Le coût de l'électricité est un critère important, mais qu'en est-il de la pollution générée ? Le dernier rapport d'étape relatif aux émissions de C02, publié par l'Agence internationale de l'Énergie (AIE) en 2013, s'intéresse notamment à la quantité de CO2 en gramme produite par chaque État pour un kilowatt-heure d'électricité.

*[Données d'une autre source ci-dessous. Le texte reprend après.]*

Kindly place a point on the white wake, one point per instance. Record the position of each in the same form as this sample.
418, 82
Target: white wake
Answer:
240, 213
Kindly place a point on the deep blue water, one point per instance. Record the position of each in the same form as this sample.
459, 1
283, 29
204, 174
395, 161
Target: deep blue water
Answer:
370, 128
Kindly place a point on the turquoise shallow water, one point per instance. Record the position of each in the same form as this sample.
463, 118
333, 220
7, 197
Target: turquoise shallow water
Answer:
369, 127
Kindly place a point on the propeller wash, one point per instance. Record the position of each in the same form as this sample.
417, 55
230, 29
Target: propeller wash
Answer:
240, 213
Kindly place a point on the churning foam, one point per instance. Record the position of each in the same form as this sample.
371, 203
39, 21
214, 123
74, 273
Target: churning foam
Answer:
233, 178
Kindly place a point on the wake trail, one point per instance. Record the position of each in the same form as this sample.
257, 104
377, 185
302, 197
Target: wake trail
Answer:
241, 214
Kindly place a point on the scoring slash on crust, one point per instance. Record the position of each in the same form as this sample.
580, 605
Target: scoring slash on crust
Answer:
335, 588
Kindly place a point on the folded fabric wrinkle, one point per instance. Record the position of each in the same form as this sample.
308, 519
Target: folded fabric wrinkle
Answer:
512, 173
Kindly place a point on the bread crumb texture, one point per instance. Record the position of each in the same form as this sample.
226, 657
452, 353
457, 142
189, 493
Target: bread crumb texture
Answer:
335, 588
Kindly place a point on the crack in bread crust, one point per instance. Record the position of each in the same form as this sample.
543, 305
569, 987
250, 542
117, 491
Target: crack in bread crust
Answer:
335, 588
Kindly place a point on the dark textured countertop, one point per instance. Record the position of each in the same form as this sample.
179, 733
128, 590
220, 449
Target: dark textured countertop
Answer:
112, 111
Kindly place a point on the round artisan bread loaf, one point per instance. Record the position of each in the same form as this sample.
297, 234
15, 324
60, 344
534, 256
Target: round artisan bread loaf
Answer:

Sans surprise, les résultats favorisent directement les pays dont la production repose sur des sources non productrices de CO2, c'est-à-dire les énergies renouvelables ou le nucléaire. La France est ainsi, en 2011, le deuxième pays le plus performant au sein de l'UE des 28, avec 61 g/CO2/kWh. La première place revient à la Suède avec 17 grammes. À noter toutefois, hors UE, la performance remarquable des pays avancés dans le domaine de l'hydraulique, de la géothermie ou de l'éolien, avec 13 grammes pour la Norvège et 0 (!) pour l'Islande.

Les plus pollueurs sont ceux qui restent fortement dépendants des centrales thermiques. La Pologne, à 780 grammes, n'est pas la dernière du classement CO : cette triste performance revient à l'Estonie, avec 1 080 grammes de CO2 par kWh produit. L'Allemagne, 20ème du classement avec 477 grammes, n'est pas très bien placée mais fournit un effort financier important pour améliorer son score : un défi d'autant plus grand à relever que le pays a annoncé son intention de sortir du nucléaire à moyen terme.

En France, la volonté politique précède en la matière la volonté citoyenne en faveur de l'émergence des énergies renouvelables. L'on peut se demander à ce sujet si le véritable frein perçu par le particulier au développement de l'électricité verte n'est pas la cherté de son coût : le prix du kWh d'électricité verte demeure globalement bien plus élevé que le tarif réglementé de vente proposé par EDF.